Online Policy Learning and Inference by Matrix Completion
Congyuan Duan, Jingyang Li, Dong Xia
TL;DR
This paper develops a covariate-free online policy learning framework by casting decision-making as a matrix completion bandit (MCB) with low-rank reward matrices. It combines an $\varepsilon$-greedy online gradient descent learner with a two-phase exploration schedule to achieve favorable regret $R_T=\widetilde{O}(T^{2/3})$ while enabling reliable online policy inference via IPW-based debiasing and asymptotic normality. The work provides detailed algorithmic guarantees, derives sharp entrywise error bounds, and demonstrates practical impact through SFpark pricing and supermarket discount data, showing improved performance and statistically valid inference.
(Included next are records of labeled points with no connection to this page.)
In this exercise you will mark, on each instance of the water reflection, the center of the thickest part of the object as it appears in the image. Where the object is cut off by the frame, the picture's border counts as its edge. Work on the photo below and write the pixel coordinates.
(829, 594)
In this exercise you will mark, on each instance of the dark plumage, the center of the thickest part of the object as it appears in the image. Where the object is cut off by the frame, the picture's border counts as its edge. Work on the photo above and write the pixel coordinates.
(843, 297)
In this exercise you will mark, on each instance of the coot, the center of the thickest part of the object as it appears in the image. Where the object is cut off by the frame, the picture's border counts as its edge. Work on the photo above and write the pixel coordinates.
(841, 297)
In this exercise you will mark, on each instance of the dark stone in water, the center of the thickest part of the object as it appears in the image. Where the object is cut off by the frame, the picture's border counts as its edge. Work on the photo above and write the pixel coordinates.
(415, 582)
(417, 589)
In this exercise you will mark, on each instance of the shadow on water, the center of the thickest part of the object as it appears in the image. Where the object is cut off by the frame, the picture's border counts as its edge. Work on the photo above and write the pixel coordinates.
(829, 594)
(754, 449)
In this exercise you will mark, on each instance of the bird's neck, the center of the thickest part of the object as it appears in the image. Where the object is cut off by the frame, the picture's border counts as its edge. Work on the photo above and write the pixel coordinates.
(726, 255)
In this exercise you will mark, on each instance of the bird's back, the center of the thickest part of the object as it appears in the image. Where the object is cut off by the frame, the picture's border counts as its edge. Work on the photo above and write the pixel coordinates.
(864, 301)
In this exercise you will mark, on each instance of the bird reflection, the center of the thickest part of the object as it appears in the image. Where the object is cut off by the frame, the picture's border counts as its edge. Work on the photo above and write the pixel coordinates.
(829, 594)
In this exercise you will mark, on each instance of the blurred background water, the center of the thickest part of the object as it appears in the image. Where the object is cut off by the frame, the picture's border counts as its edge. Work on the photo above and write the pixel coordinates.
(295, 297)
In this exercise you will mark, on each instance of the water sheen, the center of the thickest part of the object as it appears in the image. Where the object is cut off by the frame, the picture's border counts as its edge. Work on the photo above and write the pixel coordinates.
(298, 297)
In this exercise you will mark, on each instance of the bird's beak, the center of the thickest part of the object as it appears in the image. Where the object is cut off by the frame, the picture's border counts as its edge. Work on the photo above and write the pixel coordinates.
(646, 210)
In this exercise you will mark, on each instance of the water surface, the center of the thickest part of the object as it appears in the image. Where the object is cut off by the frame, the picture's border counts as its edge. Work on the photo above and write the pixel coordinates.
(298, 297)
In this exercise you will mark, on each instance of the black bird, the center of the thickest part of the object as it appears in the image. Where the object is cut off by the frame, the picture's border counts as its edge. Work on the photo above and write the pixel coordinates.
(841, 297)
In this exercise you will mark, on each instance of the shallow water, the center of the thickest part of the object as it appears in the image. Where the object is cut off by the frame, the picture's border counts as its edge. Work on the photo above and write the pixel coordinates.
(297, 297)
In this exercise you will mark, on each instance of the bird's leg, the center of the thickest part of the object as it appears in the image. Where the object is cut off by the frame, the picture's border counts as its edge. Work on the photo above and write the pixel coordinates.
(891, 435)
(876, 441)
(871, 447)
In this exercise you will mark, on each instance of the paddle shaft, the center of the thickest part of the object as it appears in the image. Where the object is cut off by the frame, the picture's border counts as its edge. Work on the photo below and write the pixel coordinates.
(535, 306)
It advances the integration of online learning, high-dimensional matrix completion, and online statistical inference in covariate-free settings. The results illuminate the trade-offs between learning accuracy, regret, and inference efficiency in large-scale, adaptive decision problems.
Abstract
Is it possible to make online decisions when personalized covariates are unavailable? We take a collaborative-filtering approach for decision-making based on collective preferences. By assuming low-dimensional latent features, we formulate the covariate-free decision-making problem as a matrix completion bandit. We propose a policy learning procedure that combines an $\varepsilon$-greedy policy for decision-making with an online gradient descent algorithm for bandit parameter estimation. Our novel two-phase design balances policy learning accuracy and regret performance. For policy inference, we develop an online debiasing method based on inverse propensity weighting and establish its asymptotic normality. Our methods are applied to data from the San Francisco parking pricing project, revealing intriguing discoveries and outperforming the benchmark policy.